While talk about teaching people how
to fish is popular, few people who are generous in their support of
people suffering around the globe are interested in the causes of
that suffering. The reason for that is clear. The United States, as
the most powerful country in the world, is involved in the condition
of almost all people in the world and frequently contributes to their
misery.
Recent newspaper stories report
hundreds of Libyans drowning in their panicked flight from their
country. A few years ago they were ruled by a bloodthirsty dictator.
We decided to unseat him with a harsh bombing campaign. Now they have
several governments; parts of the country are controlled but not
really governed by militias. The standard of living is deplorable.
The number of civilians killed is rising. The flights and the
drownings are in part the result of our intervening in their country.
The United States is complicit in the misery of Libya.
The same is true in Syria where we
have meddled in situations we did not understand. We have supported
different oppositional groups, not having learned our lesson in Libya
that overthrowing a bloodthirsty dictator rarely improves the lives
of the people. We have contributed to an unbelievably destructive
Civil War and to the hundreds of thousands of refugees all over
Europe. We had taken in about 10,000 of those by the time Pres. Trump
closed our borders to all of them. He does not understand about
complicity or taking responsibility.
Our government has always believed
that one of its major foreign policy objectives should be to ease the
entry of American corporations into foreign countries. For instance
through the North American Free Trade Agreement (NAFTA) we have
opened Mexico to importation of American corn, subsidized by the US
government, and produced on huge farms more cheaply than Mexican
farmers could produce their corn. We put small Mexican farmers out of
business and they moved to the city where life was really harsh. They
came to the US, undocumented, to earn some money for their families.

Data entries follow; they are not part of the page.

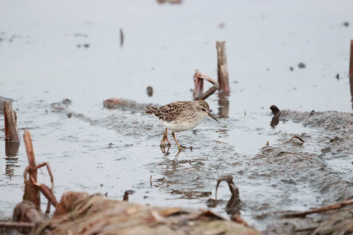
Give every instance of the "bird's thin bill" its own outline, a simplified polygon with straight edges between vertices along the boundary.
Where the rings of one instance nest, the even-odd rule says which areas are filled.
[[[217,122],[218,122],[218,120],[217,120],[217,118],[215,118],[215,117],[214,117],[214,116],[213,116],[213,115],[212,115],[212,114],[211,114],[211,113],[209,113],[209,114],[208,114],[208,116],[209,116],[210,117],[211,117],[212,118],[213,118],[213,119],[214,119],[215,120],[216,120],[216,121],[217,121]]]

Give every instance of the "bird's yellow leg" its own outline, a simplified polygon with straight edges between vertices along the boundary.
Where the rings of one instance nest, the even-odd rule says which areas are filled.
[[[178,141],[176,141],[176,139],[175,138],[175,135],[174,134],[174,132],[172,132],[172,135],[173,136],[173,138],[174,138],[174,140],[175,141],[175,143],[176,143],[176,145],[178,146],[178,148],[179,149],[179,150],[185,150],[185,149],[184,149],[180,147],[180,146],[179,145],[179,144],[178,143]]]
[[[169,142],[169,141],[168,140],[168,138],[167,137],[167,128],[166,128],[166,132],[163,134],[163,139],[162,140],[162,142],[161,142],[161,146],[164,146],[166,145],[166,140],[167,141],[167,142],[168,142],[168,144],[170,145],[170,143]]]

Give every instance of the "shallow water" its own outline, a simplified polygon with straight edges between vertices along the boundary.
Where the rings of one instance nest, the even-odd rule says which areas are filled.
[[[259,214],[303,210],[352,192],[345,183],[352,181],[350,145],[330,142],[335,136],[349,137],[342,123],[330,129],[329,117],[319,116],[317,123],[298,117],[312,110],[352,112],[347,70],[353,35],[351,26],[343,25],[353,22],[351,2],[1,1],[0,95],[15,100],[20,133],[30,130],[37,161],[49,163],[57,197],[85,191],[120,199],[132,190],[131,202],[206,208],[217,179],[231,174],[241,216],[262,230],[271,221]],[[191,99],[195,69],[216,77],[216,40],[227,41],[228,118],[220,118],[218,97],[210,97],[220,121],[207,117],[195,129],[176,135],[192,150],[178,154],[171,141],[163,153],[164,129],[153,117],[103,108],[102,101],[111,97],[161,105]],[[89,47],[77,47],[85,43]],[[300,62],[306,68],[298,68]],[[66,98],[72,103],[61,112],[50,105]],[[298,114],[288,112],[271,126],[268,108],[274,104]],[[70,113],[83,116],[68,118]],[[352,119],[342,117],[342,122]],[[294,134],[304,144],[282,144]],[[263,155],[267,141],[301,158]],[[322,150],[328,147],[331,150]],[[6,218],[22,200],[27,164],[23,142],[16,156],[1,159],[0,217]],[[179,162],[174,167],[173,160]],[[333,177],[325,179],[327,191],[315,177],[321,167],[323,176]],[[46,172],[38,180],[49,185]],[[204,196],[208,192],[212,194]],[[217,196],[229,198],[225,183]],[[225,217],[225,205],[211,209]]]

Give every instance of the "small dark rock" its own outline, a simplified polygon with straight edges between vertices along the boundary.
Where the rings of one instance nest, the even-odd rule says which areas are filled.
[[[331,147],[326,147],[321,149],[321,152],[323,153],[328,153],[332,151],[332,148]]]
[[[300,69],[303,69],[306,67],[305,64],[304,63],[300,63],[299,64],[298,64],[298,67],[299,67]]]
[[[292,179],[289,179],[289,180],[283,179],[282,180],[281,180],[281,181],[282,182],[283,182],[284,183],[286,183],[287,184],[298,184],[296,182],[295,182]]]
[[[272,113],[276,114],[280,111],[280,109],[277,107],[276,105],[271,105],[270,107],[270,109],[272,111]]]
[[[331,143],[332,143],[334,141],[340,141],[341,140],[341,139],[340,138],[339,138],[338,136],[335,136],[334,138],[333,139],[331,139],[331,140],[330,140],[330,142]]]
[[[147,91],[147,95],[148,95],[148,97],[150,97],[153,95],[153,88],[151,86],[148,86]]]

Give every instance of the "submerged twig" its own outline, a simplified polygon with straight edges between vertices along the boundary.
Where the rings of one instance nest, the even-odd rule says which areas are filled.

Our government accuses them of
breaking our immigration laws and sends them back. They don’t ask
why these immigrants are trying to find their way through the hot
desert, leaving their families behind. Why would anybody do that?
Washington has always supported big
business, right-wing interests and authoritarian governments in Latin
America. For the common people there was no hope and so they joined
the long, hard and dangerous road to North America only to find as
did many previous generations of immigrants that our streets are not
paved with gold. (They only have a lot of potholes.)
Many children in communities of
color exist under very difficult conditions. We tend to blame the
black family structure or other mythologies. We – white people –
do not look at ourselves in the mirror and see the people who keep
perpetuating racial injustice and oppression and who are therefore
complicit in the hard lives of many children. In similar ways
we—white people-- are responsible for the problems of children in
Native American families.
We cannot remove the causes of
misery around the world and in our own cities and rural areas without
taking responsibility for the damage we do to people in many
different places and working hard to end our destructive policies.
Giving aid, being generous in giving fish to hungry people is not
good enough. We need to be aware of the damage we have done for
centuries, are still doing and stop doing it.